Ils arrivaient toujours ensemble pour leurs commandes, lui exposant ses belles dents blanches dans une radieuse fierté, elle indécise sur tout sauf sur le fait que c'était elle qui commandait. Un jour ils sont venus pour des cartes de visite. Très femme d'affaire, ses longs anneaux frôlant ses joues roses, Aisha m'a demandé que la mention "propriétaire" figure sous son nom. "Et pour Satish?" ai-je questionné. A quoi, blagueuse et avec un regard en coin vers son mari, elle a répondu: "Serveur!" Et le brave Satish de ne pas cacher son amusement et son plaisir, car elle lui avait donné une affectueuse bourrade de l'épaule.
Ah! Que ce mariage sentait bon le curry, le safran et le bonheur!
Et pourtant, en connaissons-nous aussi, de ces mariages "d'amour", de choix, de volonté, qui n'en sont pas et pire, n'en deviendront jamais? Ces couples trop attachés au grand show du nous, on a bien réussi notre mariage pour jamais prendre le temps d'enlever le fard de comédie devant un miroir. Et puis un jour, il y en a un qui a la dangereuse curiosité de gratter sous la poudre, et de se souvenir de ce qu'était son vrai nom avant de devenir Mamour ou Poupoute, et se met à pleurer. Où suis-je passé, où ai-je disparu? Que fais-je dans ce décor, auprès de ce partenaire de vie avec lequel je ne communique que suivant le script?
Et Poupoute ou Mamour jette le script au feu, à la stupéfaction de tous. Quoi? Vous deux? Le couple idéal? Et on apprend enfin le long martyre de Poupoute ou Mamour qui ne pouvait quitter son costume de scène ni changer le script. Poupoute ou Mamour dont le coeur se sclérosait, dont l'esprit errait à la déroute sur les bords de cette félicité factice qu'on lui avait peinte sur le visage.
Une illusion d'amour. Une longue absence. Dieu que le retour fait mal, surtout quand on revient de nulle-part!
Puis nous avons connu Aisha, sa femme. Elle gérait un autre restaurant dans une ville à quelques kilomètres de là. Et comme nous avions une imprimerie, ils nous avaient demandé de prendre soin du dessin et de l'impression de leurs menus. D'où la sensation d'un menu interminable car outre le fait qu'ils offraient une multitude de plats, une description de chacun suivait: marinades au jogurt ou au citron, noix de coco, safran, pois chiches, et épices subtiles me mettaient l'eau à la bouche tandis que je cherchais à équilibrer le tout entre des colonnes orientales et des lampes d'Aladin.

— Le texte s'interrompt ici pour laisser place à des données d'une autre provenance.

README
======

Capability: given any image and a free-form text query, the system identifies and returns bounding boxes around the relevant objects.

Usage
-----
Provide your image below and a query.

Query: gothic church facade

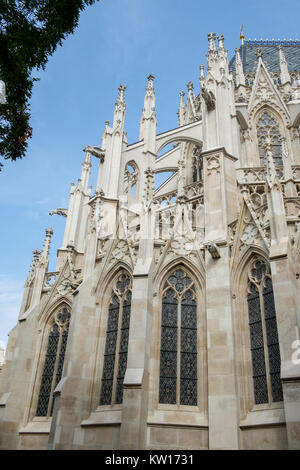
[0,33,300,450]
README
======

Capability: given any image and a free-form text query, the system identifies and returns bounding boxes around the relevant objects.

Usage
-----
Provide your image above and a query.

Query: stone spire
[199,64,205,88]
[30,227,53,307]
[264,136,278,187]
[25,249,41,287]
[207,33,216,52]
[278,46,291,85]
[80,148,92,191]
[113,85,126,130]
[140,74,156,153]
[235,48,245,86]
[39,227,53,269]
[177,91,186,127]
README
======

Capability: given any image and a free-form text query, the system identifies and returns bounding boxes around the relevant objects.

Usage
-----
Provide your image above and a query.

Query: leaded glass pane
[100,274,131,405]
[257,111,282,167]
[159,269,197,405]
[248,260,283,404]
[159,376,176,404]
[160,351,177,378]
[248,284,268,404]
[263,278,283,402]
[251,261,267,282]
[36,323,59,416]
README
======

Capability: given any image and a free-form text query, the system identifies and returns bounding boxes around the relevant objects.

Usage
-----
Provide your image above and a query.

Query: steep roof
[229,40,300,73]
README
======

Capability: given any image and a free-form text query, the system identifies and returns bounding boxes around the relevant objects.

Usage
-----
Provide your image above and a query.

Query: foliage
[0,0,97,170]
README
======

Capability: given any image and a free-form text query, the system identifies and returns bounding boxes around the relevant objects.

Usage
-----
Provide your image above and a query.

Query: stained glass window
[248,260,283,404]
[257,111,283,167]
[159,269,197,405]
[100,272,131,405]
[36,307,71,417]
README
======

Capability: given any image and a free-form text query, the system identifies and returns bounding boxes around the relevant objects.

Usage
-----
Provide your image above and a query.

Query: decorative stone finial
[207,33,216,51]
[186,82,194,91]
[255,48,263,59]
[218,34,224,49]
[200,64,205,80]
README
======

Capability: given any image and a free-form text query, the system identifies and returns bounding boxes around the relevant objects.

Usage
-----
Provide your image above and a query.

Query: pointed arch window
[256,110,283,167]
[192,145,203,183]
[36,307,71,417]
[247,259,283,404]
[159,268,197,406]
[100,272,131,405]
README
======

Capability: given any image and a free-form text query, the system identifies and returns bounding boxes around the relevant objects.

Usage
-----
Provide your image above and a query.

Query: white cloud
[0,274,24,347]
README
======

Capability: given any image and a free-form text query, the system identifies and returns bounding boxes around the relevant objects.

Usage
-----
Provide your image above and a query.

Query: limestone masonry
[0,33,300,450]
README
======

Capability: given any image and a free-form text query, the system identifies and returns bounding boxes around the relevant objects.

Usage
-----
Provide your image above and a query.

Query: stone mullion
[111,295,125,405]
[176,298,181,406]
[47,327,63,417]
[259,279,272,405]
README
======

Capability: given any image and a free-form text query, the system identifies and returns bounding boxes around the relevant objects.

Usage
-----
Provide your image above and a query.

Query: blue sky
[0,0,300,345]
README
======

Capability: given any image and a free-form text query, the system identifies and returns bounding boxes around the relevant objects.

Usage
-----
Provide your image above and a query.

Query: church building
[0,33,300,450]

Aisha était très jolie, sûre d'elle, une conquérante. Un petit bijou d'argent dans la narine, de somptueux saris, de longs cheveux sombres, le sourire heureux d'une femme qui ne doute pas un instant de son existence et importance. Un embonpoint porté avec applomb et bonne humeur.

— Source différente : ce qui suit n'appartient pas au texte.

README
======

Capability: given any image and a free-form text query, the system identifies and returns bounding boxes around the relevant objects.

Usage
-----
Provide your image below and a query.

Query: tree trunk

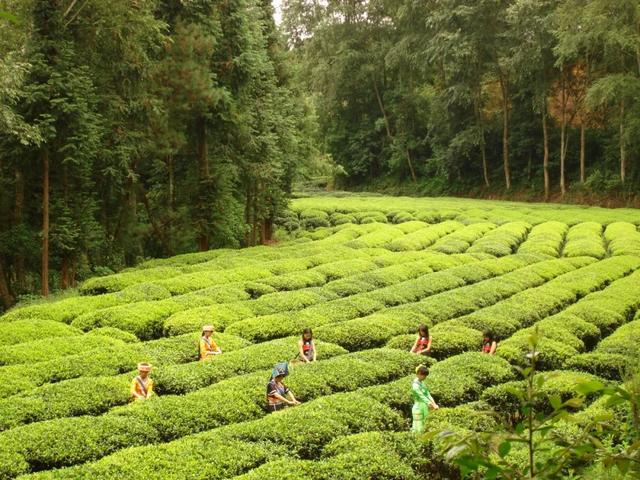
[167,155,175,212]
[500,75,511,190]
[13,167,26,292]
[60,254,71,290]
[0,256,14,310]
[560,72,567,197]
[473,94,490,187]
[620,102,627,185]
[244,185,253,246]
[251,184,260,247]
[139,185,173,256]
[542,104,550,202]
[580,121,586,183]
[373,80,418,183]
[196,116,209,252]
[41,148,49,297]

Ils arrivaient toujours ensemble pour leurs commandes, lui exposant ses belles dents blanches dans une radieuse fierté, elle indécise sur tout sauf sur le fait que c'était elle qui commandait. Un jour ils sont venus pour des cartes de visite. Très femme d'affaire, ses longs anneaux frôlant ses joues roses, Aisha m'a demandé que la mention "propriétaire" figure sous son nom. "Et pour Satish?" ai-je questionné. A quoi, blagueuse et avec un regard en coin vers son mari, elle a répondu: "Serveur!" Et le brave Satish de ne pas cacher son amusement et son plaisir, car elle lui avait donné une affectueuse bourrade de l'épaule.
Ah! Que ce mariage sentait bon le curry, le safran et le bonheur!
Et pourtant, en connaissons-nous aussi, de ces mariages "d'amour", de choix, de volonté, qui n'en sont pas et pire, n'en deviendront jamais? Ces couples trop attachés au grand show du nous, on a bien réussi notre mariage pour jamais prendre le temps d'enlever le fard de comédie devant un miroir. Et puis un jour, il y en a un qui a la dangereuse curiosité de gratter sous la poudre, et de se souvenir de ce qu'était son vrai nom avant de devenir Mamour ou Poupoute, et se met à pleurer. Où suis-je passé, où ai-je disparu? Que fais-je dans ce décor, auprès de ce partenaire de vie avec lequel je ne communique que suivant le script?
Et Poupoute ou Mamour jette le script au feu, à la stupéfaction de tous. Quoi? Vous deux? Le couple idéal? Et on apprend enfin le long martyre de Poupoute ou Mamour qui ne pouvait quitter son costume de scène ni changer le script. Poupoute ou Mamour dont le coeur se sclérosait, dont l'esprit errait à la déroute sur les bords de cette félicité factice qu'on lui avait peinte sur le visage.
Une illusion d'amour. Une longue absence. Dieu que le retour fait mal, surtout quand on revient de nulle-part!